The Christmas Market is also gone from of the decision making of the councillors. Sure, it will be on the council agenda and the operators will have to give a report to the Council Chamber, but the system has changed so that the operators apply for a licence, and not temporary planning permission as before. Therefore the decision is made by management and not by councillors. This was a move that was done quietly in the background and councillors seemed to just accept it. It does make Insider wonder.

Where should halting sites be located?

One of the thorny issues that comes before council is the debates, discussion, and decision about where halting sites should be located. All councillors are aware that this issue will come before this council over the next three years. The recent tragedy in Carrickmines will probably speed up this process.

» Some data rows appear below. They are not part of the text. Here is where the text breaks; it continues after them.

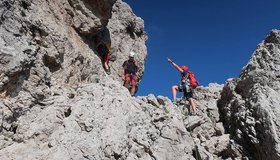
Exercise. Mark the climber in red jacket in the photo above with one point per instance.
(184, 85)
(129, 71)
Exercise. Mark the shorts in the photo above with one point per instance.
(188, 93)
(105, 58)
(132, 78)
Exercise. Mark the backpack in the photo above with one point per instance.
(130, 67)
(193, 82)
(102, 49)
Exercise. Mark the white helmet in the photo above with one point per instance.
(131, 54)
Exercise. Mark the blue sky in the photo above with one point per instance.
(214, 38)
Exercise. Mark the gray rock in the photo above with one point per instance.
(249, 103)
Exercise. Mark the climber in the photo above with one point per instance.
(129, 70)
(184, 86)
(104, 53)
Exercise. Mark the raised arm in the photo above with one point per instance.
(175, 65)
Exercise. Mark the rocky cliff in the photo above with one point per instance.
(57, 102)
(250, 104)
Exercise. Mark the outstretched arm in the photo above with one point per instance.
(175, 65)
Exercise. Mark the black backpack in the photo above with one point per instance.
(130, 67)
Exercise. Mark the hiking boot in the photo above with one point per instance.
(174, 102)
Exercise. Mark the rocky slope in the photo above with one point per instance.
(250, 104)
(58, 103)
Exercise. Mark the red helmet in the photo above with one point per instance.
(184, 68)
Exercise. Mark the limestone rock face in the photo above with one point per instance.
(250, 104)
(57, 102)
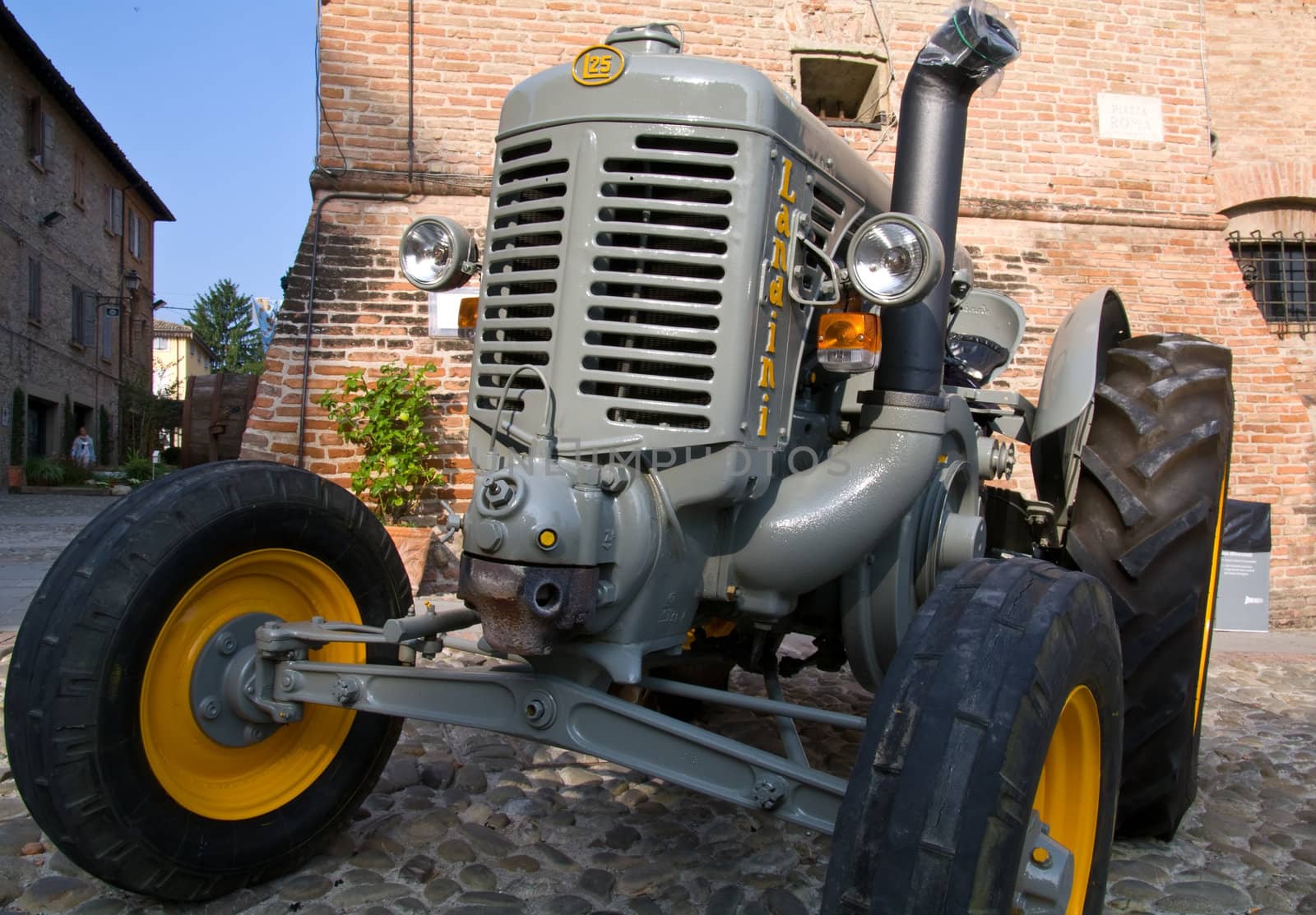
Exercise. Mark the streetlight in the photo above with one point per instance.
(131, 282)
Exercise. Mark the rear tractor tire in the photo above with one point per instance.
(986, 780)
(1147, 522)
(140, 780)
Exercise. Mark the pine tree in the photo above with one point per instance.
(221, 317)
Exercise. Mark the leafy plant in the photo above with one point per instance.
(19, 426)
(221, 317)
(44, 472)
(137, 467)
(74, 475)
(387, 419)
(103, 429)
(145, 414)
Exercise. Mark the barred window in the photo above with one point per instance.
(1281, 272)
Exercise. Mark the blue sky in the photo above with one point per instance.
(214, 103)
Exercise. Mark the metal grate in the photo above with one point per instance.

Rightly or wrongly, there are few issues which can divide people and divide communities such as this. The reality is, heretofore settled people do not want a halting site nearby. Five miles away is near enough. Funnily enough, the settled community living five miles away believe it would be better off another five or six miles away. And on it goes. However here is the thing, this issue is coming before councillors in the near future and it is going to be probably the most divisive issue facing the current council.

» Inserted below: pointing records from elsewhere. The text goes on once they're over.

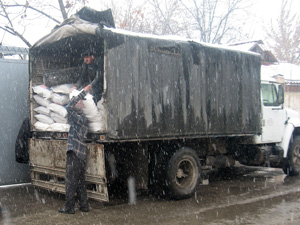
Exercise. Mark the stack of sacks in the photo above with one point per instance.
(96, 118)
(51, 112)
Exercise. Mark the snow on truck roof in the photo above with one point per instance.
(80, 24)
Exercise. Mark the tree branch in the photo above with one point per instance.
(34, 9)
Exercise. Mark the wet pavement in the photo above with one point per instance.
(242, 195)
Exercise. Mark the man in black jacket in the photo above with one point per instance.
(92, 74)
(76, 156)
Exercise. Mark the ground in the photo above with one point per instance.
(242, 195)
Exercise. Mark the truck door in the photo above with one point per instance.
(273, 113)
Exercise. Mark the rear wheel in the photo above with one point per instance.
(183, 173)
(293, 161)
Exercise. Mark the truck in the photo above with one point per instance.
(175, 109)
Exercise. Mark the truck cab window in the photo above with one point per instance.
(269, 95)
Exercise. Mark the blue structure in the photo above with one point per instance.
(13, 110)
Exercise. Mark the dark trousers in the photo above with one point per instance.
(75, 181)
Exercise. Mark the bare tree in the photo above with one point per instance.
(17, 15)
(166, 17)
(216, 21)
(284, 35)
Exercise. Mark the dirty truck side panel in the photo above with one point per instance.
(48, 164)
(159, 88)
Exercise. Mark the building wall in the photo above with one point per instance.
(13, 109)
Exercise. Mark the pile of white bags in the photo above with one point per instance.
(51, 113)
(95, 116)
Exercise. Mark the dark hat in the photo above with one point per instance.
(88, 52)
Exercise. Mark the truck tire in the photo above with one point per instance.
(183, 173)
(292, 167)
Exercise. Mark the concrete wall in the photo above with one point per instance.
(13, 109)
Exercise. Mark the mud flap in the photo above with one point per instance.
(21, 145)
(48, 163)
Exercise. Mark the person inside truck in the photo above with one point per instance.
(91, 75)
(76, 156)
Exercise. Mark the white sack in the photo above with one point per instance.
(41, 126)
(91, 112)
(42, 90)
(44, 119)
(58, 119)
(42, 110)
(60, 110)
(63, 88)
(61, 99)
(41, 101)
(60, 127)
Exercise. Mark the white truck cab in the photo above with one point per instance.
(280, 125)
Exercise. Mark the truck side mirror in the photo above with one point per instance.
(280, 95)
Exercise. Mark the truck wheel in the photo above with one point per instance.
(293, 160)
(183, 173)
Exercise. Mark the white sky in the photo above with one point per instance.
(261, 13)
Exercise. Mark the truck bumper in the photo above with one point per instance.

While probably saying one thing in public, privately most, if not all, will be wearing “NIMBY” T-shirts, but what some councillors do not realise is that, like the aforementioned issues, if they cannot decide by majority, or otherwise, on the location of these new halting sites, then under recent powers given to him, the chief executive Brendan McGrath can. Now this would be a first. However this management has been making a habit of 'firsts'. So it should not be a shock. Councillors need to be careful or the score line for management against the elected members will end up beyond embarrassing.

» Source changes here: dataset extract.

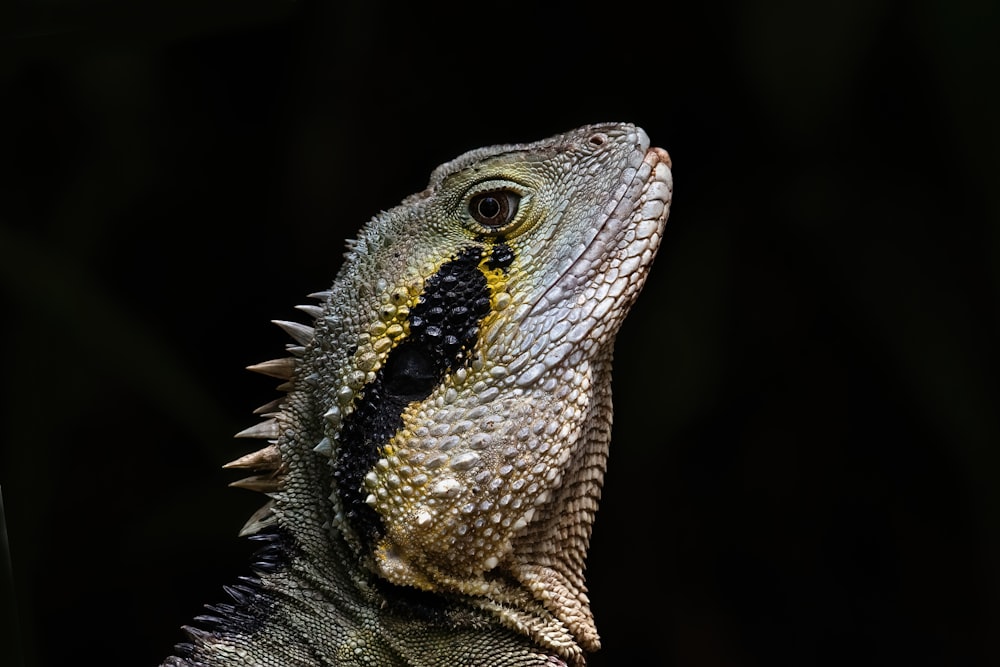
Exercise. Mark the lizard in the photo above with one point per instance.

It is important to say that Insider believes the current management team have respect for the institution that is the chamber of elected members. They do not necessarily like or indeed respect every single one individually but that is not relevant. What they see, is that these 18 are the people's voice around the table, and that carries significant weight. It is often the weight that tips the balance in favour of the council members.

The need to box clever

Despite the criticisms expressed above, Insider still feels that, if this council has proved anything, it is that, despite everything, it has been able, for the most part, to have the foresight to work out what is really important, and establishing a methodology to be involved in decision making is worth so much more than the public protestations of one's thoughts on social media. Insider would rather be working on influencing the outcome than talking about it afterwards.

Insider is of the view that if councillors want to ensure they play a key role in the decisions, where they have no legal entitlement to decide on an issue, they need to box clever. Fifteen months' training should be loads for anyone. A large part of politics is about beingable to work with people to give yourself the best chance of the outcome you seek - and more importantly - the outcome the electorate that a councillor represents seeks. Knowing which battles to fight hard for is priceless. Look at the current councillors - some councillors are in the news constantly ranting on about this week’s news du jour, others far less often. Give some thought to who are the most effective.

For many years now, Insider has observed how the more astute councillors end up ensuring that the outcome of decisions that are very important to them tend to go their way; have been able to realise which ones are key. This is not understood by a lot of the current crop but it will be, possibly when it is too late for those individuals, and more importantly, the neighbourhoods they represent. Time will tell.